Member of the Canadian Parliament for Soulanges
- In office 1908–1911
- Preceded by: Augustin Bourbonnais
- Succeeded by: Wilfrid Laurier

Member of the Legislative Assembly of Quebec for Soulanges
- In office 1923–1927
- Preceded by: Avila Farand
- Succeeded by: Avila Farand

Personal details
- Born: January 2, 1869 Ste-Justine de Newton, Quebec
- Died: February 15, 1958 (aged 89) Coteau-du-Lac, Quebec
- Party: Conservative

= Joseph-Arthur Lortie =

Canadian politician

Joseph-Arthur Lortie (January 2, 1869 - February 15, 1958) was a physician and political figure in Quebec. He represented Soulanges in the House of Commons of Canada from 1908 to 1911 and Soulanges in the Legislative Assembly of Quebec from 1923 to 1927 as a Conservative.

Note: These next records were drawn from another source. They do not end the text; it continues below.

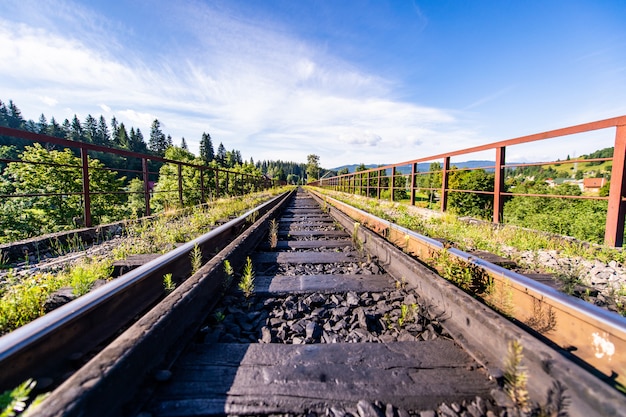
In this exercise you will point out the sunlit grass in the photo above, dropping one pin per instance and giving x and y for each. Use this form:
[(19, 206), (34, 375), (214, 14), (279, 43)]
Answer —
[(22, 298), (471, 236)]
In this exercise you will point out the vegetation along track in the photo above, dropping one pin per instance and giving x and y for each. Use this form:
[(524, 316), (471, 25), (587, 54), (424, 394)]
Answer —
[(335, 321)]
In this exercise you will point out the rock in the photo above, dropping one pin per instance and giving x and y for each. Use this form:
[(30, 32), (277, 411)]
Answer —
[(352, 299), (367, 409), (313, 330), (266, 335), (163, 375)]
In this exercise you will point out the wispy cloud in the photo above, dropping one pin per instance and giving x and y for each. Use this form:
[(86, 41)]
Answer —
[(257, 89), (490, 97)]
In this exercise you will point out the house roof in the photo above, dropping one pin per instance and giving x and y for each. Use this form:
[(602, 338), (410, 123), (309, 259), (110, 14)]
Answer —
[(594, 182)]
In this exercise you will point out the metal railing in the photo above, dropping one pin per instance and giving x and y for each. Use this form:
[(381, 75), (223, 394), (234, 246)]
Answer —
[(376, 181), (214, 182)]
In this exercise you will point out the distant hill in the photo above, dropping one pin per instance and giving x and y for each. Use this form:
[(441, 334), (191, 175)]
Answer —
[(422, 167)]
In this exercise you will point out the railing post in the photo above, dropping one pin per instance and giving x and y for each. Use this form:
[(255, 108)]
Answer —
[(217, 183), (180, 184), (498, 184), (146, 184), (392, 182), (86, 192), (614, 232), (202, 186), (444, 183), (413, 174)]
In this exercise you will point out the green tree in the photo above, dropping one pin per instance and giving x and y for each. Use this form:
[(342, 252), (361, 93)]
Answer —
[(220, 157), (137, 143), (50, 213), (166, 190), (90, 129), (157, 143), (103, 137), (471, 204), (312, 167), (207, 154)]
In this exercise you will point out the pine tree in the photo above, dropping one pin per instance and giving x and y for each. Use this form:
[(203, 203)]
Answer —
[(121, 138), (114, 129), (15, 116), (207, 154), (90, 129), (137, 143), (157, 142), (67, 129), (55, 129), (102, 134), (42, 125), (76, 131), (221, 155)]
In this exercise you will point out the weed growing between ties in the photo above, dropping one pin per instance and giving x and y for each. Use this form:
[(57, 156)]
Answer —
[(16, 401), (196, 259), (22, 298), (356, 241), (246, 284), (515, 386), (229, 274), (273, 233), (470, 236), (508, 241), (168, 283)]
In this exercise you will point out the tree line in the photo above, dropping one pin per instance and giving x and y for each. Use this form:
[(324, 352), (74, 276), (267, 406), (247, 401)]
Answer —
[(51, 185)]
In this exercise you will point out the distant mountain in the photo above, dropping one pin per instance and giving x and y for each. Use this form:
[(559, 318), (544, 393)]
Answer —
[(422, 167)]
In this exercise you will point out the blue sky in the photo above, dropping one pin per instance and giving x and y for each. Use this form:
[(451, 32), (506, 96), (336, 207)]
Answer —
[(351, 81)]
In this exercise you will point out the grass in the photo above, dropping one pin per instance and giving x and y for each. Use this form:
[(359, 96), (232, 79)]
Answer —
[(516, 377), (196, 259), (168, 283), (503, 240), (477, 236), (273, 233), (16, 401), (246, 284), (22, 298)]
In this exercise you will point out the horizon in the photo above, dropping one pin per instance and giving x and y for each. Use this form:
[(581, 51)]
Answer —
[(352, 82)]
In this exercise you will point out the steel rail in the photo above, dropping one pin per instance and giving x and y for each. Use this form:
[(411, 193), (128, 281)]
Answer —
[(41, 348), (112, 382), (590, 333)]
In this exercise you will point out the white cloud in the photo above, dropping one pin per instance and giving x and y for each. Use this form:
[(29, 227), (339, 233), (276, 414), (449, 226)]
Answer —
[(49, 101), (257, 90)]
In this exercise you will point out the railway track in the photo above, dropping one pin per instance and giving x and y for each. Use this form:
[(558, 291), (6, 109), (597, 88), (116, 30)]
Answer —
[(339, 322)]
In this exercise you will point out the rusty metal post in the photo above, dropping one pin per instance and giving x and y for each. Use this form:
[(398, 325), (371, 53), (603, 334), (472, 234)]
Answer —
[(392, 183), (146, 184), (498, 184), (180, 185), (202, 185), (614, 232), (86, 192), (444, 183), (413, 174), (361, 183)]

He was born in Sainte-Justine-de-Newton, Quebec, the son of Joseph Lortie and Marie-Julienne Montpetit, and was educated at the Collège Bourget and the Université Laval. He received his qualifications as a doctor in 1895 and set up practice in St-Polycarpe. In 1900, he married Marie-Anna Gladu. Lortie served on the municipal council of St-Polycarpe from 1908 to 1909. He was defeated when he ran for reelection to the House of Commons in 1911 and to the Quebec assembly in 1927. Lortie died at Coteau-du-Lac at the age of 89.